Je n'oublie pas le second rôle de grand électeur du conseiller qui élira en juin ses 90 représentants à l'Assemblée des Français de l'étranger. Notre circonscription rassemble toute l'Asie-Océanie. Cette assemblée est un forum d'échange de bonnes pratiques et d'informations clé à la bonne conduite du mandat de conseiller. Sous l'égide du Ministère de l'Europe et des Affaires Étrangères, cette assemblée propose une ligne directe avec l'administration centrale et le gouvernement. Elle se réunit deux fois par an. Elle forme l'occasion de proposer directement des réformes au gouvernement par exemple à travers des avis et des résolutions. Cette représentation auprès du Ministère est essentielle à la remontée d'information du terrain. J'ai participé à cette assemblée et j'ai par exemple régulièrement interrogé mes collègues des circonscriptions d'Asie-Océanie afin d'y porter leurs voix.
Quelle est votre priorité n°1 pour les Français de la circonscription ?
J'ai deux priorités no 1.
La première, la réforme de la CFE. La Caisse des Français de l'étranger, a été créée dans les années 80s. Elle propose une couverture médicale à tous les Français de l'étranger qui souhaitent cotiser volontairement. Son financement repose essentiellement sur les cotisations de ses adhérents. Depuis sa création, elle a marginalement modifié le calcul des cotisations mais n'a jamais reformé son modèle économique.

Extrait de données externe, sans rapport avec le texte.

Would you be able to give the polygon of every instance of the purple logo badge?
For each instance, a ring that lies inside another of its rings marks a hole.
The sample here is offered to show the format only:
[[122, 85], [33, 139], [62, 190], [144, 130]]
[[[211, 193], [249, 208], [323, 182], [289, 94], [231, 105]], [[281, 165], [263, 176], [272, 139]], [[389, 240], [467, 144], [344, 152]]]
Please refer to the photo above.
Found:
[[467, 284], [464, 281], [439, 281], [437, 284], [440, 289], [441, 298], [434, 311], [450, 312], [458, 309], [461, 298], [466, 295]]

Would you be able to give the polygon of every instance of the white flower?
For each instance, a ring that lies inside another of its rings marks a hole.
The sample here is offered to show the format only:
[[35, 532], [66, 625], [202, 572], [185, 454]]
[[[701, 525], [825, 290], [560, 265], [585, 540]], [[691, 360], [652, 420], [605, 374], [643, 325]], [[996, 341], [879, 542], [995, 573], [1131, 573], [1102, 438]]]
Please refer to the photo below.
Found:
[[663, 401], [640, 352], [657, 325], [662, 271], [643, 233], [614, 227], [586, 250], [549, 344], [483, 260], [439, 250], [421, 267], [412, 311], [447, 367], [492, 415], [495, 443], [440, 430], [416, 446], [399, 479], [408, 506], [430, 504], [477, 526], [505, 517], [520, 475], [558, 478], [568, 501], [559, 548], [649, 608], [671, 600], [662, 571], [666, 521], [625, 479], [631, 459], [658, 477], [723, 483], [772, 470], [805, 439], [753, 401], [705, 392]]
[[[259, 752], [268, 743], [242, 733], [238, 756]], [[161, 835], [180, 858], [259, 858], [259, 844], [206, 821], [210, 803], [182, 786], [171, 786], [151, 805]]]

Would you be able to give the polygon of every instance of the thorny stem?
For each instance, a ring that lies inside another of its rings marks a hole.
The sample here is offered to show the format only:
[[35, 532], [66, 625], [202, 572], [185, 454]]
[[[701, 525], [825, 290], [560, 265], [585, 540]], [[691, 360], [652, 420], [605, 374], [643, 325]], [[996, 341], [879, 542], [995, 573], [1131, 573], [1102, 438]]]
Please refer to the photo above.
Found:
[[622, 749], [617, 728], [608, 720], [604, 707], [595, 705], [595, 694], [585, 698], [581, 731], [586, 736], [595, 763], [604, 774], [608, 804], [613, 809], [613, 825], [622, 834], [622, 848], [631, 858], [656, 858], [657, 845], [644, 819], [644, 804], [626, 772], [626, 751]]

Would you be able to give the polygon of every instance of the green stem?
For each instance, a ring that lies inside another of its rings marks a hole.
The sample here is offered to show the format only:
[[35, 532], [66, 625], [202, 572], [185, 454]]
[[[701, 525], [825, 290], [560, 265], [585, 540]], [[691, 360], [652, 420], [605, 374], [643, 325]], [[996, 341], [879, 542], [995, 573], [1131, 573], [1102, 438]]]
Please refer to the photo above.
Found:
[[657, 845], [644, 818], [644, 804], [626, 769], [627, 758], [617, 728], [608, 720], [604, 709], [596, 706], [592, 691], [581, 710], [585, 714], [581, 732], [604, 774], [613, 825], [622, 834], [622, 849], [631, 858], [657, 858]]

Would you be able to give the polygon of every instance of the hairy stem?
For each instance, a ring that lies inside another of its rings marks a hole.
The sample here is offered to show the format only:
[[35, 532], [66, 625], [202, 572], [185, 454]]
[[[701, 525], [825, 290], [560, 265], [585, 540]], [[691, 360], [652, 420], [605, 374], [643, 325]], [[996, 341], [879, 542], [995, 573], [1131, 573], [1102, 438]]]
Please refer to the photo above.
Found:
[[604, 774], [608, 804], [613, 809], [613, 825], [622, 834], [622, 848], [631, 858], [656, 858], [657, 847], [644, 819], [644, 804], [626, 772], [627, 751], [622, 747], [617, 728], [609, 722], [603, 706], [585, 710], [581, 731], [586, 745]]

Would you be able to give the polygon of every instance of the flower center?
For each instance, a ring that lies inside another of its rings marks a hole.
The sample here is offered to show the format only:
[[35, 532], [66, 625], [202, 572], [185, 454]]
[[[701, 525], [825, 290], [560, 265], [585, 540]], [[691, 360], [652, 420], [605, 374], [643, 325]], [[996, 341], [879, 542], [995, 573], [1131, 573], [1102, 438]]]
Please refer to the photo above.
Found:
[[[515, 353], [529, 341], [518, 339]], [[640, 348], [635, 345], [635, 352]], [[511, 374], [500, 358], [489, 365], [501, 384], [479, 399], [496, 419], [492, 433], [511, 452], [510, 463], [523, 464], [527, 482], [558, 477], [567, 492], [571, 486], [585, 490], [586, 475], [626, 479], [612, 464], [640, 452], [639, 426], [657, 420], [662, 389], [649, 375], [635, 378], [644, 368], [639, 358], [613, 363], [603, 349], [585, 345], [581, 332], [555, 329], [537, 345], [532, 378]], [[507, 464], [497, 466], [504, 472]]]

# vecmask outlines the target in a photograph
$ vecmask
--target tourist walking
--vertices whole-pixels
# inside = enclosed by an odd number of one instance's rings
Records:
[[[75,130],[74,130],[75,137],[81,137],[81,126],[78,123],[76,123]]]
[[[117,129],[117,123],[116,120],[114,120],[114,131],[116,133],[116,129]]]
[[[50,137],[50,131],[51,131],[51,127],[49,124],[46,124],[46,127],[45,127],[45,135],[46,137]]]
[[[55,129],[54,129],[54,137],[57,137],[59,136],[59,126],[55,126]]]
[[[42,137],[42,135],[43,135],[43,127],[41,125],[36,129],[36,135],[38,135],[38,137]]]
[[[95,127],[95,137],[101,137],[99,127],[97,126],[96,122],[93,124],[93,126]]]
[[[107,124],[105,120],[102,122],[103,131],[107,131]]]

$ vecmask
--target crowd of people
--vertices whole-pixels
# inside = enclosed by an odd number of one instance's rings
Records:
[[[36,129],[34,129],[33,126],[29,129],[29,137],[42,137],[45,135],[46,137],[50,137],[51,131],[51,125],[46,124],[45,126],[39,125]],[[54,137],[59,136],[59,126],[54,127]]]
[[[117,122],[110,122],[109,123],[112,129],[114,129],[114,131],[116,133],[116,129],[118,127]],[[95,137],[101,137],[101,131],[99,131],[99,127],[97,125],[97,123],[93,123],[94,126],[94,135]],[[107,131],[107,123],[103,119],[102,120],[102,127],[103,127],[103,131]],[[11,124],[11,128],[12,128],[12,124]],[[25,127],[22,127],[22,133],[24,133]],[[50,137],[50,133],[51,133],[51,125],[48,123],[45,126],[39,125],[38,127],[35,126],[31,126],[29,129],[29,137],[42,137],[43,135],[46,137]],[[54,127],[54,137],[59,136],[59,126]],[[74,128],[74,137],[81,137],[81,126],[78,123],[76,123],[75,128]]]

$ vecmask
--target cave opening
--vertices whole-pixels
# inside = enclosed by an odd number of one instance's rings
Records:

Dans le contexte actuel, il y a de moins en moins de Français "expatriés" pris en charge par leurs entreprises et de plus en plus de Français sédentarisés, retraités ou entrepreneurs. Le portefeuille clients de la CFE s'est profondément et structurellement modifié : il y a de moins en moins de clients collectifs / entreprises et de plus en plus de clients individuels (environ 70,000 contrats hors ayant droit pour 3 millions de Français vivant à l'étranger). Les contrats collectifs ne compensent plus les pertes des contrats individuels. En conséquence, la CFE s'est engagée dans une course à l'augmentation des cotisations sans volonté de se réformer structurellement. En tant que membre du conseil d'administration de la CFE, je défends la nécessité de changer de modèle économique afin d'assurer la pérennité des services proposés par la caisse. Je propose à cet égard d'étudier et de mettre en place un modèle mutualiste, modèle solidaire et "non-profit" comme on dit dans nos pays avec une large participation des adhérents aux décisions de la caisse.
La deuxième, la réforme de l'AEFE. Les derniers conseils d'administration de cette agence de l'État chargée de gérer et d'animer le réseau des établissements scolaires français à l'étranger ont révélé sa très fragile et précaire situation financière. Beaucoup de ressources sont consacrées aux établissements en "gestion directe" et très peu à l'animation du réseau des établissements partenaires et en gestion parentale. Or, le développement du réseau passe obligatoirement par la multiplication de ces derniers. S'ajoute à cette question stratégique, une gestion de l'agence sans vision et sans compréhension fine des comptes de l'agence. Il convient de mettre à plat ce modèle créé dans les années 90s et de l'adapter à l'environnement concurrentiel actuel, à commencer par la gouvernance de l'agence. Un point extrêmement sensible est en discussion en ce moment, le coût des pensions civiles que l'agence souhaite faire supporter aux établissements sans préavis parce que l'agence n'aurait plus d'argent ... Une mission gouvernementale et deux missions parlementaires sont en cours. On attend avec impatience les conclusions afin de pouvoir réformer ce modèle qui n'est plus viable.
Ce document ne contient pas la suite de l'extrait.